Apparently, having academic Somsak Jeamteerasakul outside Thailand and living in exile is insufficient for royalists and the military dictatorship. Reports at both Khaosod and Prachatai confirm that the junta is seeking to charge Somsak with lese majeste along with several others.
The report is that “[p]olice have reopened a criminal investigation into a former history professor who criticized the monarchy in a interview broadcast nearly three years ago…”.
Somsak has been pursued by many royalists and most especially by The Dictator himself for lese majeste, and it is never clear to us if any of these accusations have stuck. In any case, after the junta grabbed power, Somsak read the very clear tea leaves and took off for Paris.
Apparently, this is a new case and stems from “[s]everal people hav[ing] filed complaints of royal defamation against Somsak … since [his] … interview was aired March 2013 on Thai PBS…”.

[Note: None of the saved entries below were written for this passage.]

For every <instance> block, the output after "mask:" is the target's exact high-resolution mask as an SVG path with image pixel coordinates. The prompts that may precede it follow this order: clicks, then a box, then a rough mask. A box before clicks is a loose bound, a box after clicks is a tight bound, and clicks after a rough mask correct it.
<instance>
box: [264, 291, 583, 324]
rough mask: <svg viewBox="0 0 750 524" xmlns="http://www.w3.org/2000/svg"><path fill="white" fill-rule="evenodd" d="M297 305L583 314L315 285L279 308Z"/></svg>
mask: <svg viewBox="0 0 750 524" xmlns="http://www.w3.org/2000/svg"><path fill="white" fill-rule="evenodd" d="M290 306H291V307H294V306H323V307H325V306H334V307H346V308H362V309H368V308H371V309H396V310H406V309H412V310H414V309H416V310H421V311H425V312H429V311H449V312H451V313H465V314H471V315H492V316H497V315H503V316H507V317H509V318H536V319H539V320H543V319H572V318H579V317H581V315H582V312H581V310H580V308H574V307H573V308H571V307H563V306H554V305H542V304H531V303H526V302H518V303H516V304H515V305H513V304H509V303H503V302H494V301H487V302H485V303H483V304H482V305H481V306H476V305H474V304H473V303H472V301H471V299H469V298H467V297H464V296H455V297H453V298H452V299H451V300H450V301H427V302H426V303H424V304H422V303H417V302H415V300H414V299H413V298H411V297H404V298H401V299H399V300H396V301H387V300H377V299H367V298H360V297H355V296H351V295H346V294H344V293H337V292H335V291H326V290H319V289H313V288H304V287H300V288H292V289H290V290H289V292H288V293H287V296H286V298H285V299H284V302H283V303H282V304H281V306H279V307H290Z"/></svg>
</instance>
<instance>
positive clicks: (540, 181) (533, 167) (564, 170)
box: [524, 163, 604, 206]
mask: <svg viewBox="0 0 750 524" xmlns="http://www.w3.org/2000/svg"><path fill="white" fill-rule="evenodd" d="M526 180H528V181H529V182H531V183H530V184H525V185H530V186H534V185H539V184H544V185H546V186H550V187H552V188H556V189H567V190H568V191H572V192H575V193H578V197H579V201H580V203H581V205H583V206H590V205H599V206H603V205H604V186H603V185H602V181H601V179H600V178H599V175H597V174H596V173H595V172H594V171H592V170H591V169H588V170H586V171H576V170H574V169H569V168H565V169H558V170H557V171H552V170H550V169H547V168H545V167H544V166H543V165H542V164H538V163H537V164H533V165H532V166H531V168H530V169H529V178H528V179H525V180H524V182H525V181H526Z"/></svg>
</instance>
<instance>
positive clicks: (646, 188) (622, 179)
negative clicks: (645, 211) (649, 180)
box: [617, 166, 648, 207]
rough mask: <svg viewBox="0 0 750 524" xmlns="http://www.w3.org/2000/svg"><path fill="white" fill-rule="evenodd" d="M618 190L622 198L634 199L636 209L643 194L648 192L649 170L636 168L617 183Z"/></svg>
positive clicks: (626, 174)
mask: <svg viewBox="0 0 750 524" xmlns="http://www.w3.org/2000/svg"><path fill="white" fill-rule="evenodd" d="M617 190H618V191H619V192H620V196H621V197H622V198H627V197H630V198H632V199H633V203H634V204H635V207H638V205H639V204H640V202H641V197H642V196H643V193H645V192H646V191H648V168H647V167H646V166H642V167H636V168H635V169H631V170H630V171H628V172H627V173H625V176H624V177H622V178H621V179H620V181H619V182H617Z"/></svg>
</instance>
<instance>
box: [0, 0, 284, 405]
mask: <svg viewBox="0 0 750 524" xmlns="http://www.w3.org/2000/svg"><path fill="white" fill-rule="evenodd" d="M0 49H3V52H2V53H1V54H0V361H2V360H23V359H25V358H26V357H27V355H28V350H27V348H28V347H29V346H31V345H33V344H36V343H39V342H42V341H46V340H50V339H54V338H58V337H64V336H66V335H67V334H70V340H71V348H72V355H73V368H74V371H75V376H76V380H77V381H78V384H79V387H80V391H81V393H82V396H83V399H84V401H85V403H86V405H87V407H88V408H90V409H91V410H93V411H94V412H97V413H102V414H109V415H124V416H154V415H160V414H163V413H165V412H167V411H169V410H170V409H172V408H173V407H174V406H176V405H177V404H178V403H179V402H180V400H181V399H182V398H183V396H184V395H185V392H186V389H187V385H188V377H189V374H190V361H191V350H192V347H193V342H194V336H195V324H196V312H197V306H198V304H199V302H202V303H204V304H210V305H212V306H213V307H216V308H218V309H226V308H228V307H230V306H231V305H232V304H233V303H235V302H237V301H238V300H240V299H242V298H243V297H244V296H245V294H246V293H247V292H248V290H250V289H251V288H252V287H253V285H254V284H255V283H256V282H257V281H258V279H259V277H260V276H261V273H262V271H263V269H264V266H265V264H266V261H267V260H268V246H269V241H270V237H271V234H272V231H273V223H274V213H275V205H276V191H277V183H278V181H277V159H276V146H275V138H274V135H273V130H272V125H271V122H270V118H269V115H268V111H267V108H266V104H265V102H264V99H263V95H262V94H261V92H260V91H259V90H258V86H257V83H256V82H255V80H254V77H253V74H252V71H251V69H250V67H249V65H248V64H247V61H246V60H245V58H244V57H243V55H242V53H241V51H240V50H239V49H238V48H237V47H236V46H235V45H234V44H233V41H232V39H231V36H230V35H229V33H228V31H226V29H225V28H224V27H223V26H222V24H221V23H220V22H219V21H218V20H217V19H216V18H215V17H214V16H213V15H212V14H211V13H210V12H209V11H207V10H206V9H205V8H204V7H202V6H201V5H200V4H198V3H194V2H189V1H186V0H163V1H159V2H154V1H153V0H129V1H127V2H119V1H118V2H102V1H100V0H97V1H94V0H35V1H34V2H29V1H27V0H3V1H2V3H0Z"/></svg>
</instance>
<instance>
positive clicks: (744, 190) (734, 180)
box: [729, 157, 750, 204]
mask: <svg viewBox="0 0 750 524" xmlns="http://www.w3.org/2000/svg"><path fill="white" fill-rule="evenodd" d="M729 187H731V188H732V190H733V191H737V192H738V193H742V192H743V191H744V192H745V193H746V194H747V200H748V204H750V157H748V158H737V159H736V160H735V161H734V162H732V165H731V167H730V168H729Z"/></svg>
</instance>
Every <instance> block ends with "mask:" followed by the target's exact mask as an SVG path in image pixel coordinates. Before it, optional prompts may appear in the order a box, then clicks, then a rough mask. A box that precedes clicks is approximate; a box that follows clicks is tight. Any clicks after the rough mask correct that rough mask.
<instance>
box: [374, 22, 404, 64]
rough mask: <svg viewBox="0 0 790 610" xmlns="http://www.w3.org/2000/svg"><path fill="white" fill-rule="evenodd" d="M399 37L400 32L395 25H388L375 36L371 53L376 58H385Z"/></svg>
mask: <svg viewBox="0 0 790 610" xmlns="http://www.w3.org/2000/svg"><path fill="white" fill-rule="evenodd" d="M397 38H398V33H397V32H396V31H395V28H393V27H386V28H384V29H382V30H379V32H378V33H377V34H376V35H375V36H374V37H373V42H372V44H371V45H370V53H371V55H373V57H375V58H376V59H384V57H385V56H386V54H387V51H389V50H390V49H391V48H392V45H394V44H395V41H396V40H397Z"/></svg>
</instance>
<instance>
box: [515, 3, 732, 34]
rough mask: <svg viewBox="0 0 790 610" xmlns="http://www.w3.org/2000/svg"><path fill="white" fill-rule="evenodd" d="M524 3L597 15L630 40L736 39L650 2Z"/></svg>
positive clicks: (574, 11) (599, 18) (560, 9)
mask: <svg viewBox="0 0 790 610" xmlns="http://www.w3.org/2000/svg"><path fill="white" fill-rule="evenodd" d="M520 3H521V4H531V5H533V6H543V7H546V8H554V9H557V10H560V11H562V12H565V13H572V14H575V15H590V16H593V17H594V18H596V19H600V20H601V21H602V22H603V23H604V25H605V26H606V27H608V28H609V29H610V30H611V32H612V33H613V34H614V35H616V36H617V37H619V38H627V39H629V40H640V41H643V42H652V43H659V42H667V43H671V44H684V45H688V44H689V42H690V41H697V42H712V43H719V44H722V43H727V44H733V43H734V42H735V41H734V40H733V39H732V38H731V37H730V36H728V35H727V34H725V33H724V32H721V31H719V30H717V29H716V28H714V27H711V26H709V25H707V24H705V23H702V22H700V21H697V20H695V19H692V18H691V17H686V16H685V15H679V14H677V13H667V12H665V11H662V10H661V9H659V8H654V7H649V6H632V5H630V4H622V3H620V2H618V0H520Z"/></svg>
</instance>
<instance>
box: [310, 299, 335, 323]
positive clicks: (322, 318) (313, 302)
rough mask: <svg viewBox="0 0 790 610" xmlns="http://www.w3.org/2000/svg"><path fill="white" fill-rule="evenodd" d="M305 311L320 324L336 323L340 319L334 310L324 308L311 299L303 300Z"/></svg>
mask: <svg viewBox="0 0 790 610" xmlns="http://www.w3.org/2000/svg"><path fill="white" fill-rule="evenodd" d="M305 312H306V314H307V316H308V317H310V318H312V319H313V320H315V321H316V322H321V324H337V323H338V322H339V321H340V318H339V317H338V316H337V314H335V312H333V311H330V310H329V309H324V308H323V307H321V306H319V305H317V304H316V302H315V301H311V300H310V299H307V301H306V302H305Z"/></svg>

ThaiPBS aired a “talk program on lèse majesté law…. The program Tob Joad (The Answers) was broadcast … on 11-14 March and 18 March 2013.” The series “featured Sulak Sivaraksa, an anti-lese majeste law royalist, Surakiart Sathirathai, former deputy prime minister, and Pol Gen Wasit Dejkunchorn. The show hosted by Pinyo Trisuriyathamma.”
According to police, no action has ever been taken on these complaints. This proves that police can be sensible, but they are now under great pressure from mad royalists in the junta and outside.
In fact, the deputy chief of Royal Thai Police is appointed to oversee the case or cases, showing just how mad and threatening things have become.
Apparently the deputy chief has to view the show and decide “whether it is considered illegal.” He’s right to use the word “considered” because the letter of the law simply doesn’t matter in Thailand under the military dictatorship.
If he decides that someone – let’s say an erratic dunce like General Prayuth Chan-ocha – “considers” the content lese majeste, then “Somsak and other people involved in the TV program will be charged under Section 112 of the Thai Criminal Code, which outlaws any negative remark about the Royal Family, with a maximum penalty of 15 years in prison.” This might include “executives of Thai PBS TV station…”.
All of this relates to a 12 March 2013 interview with Somsak, then a history professor at Thammasat University, on the monarchy and the constitution, where he suggested that the royals exceeded the “limits imposed by the legal framework of the modern constitutional monarchy.”
The programs from the show Tob Jote are available at YouTube. Start here.
Of course, he’s right, but the mad monarchists seem to favor an absolute monarchy and a royal deity.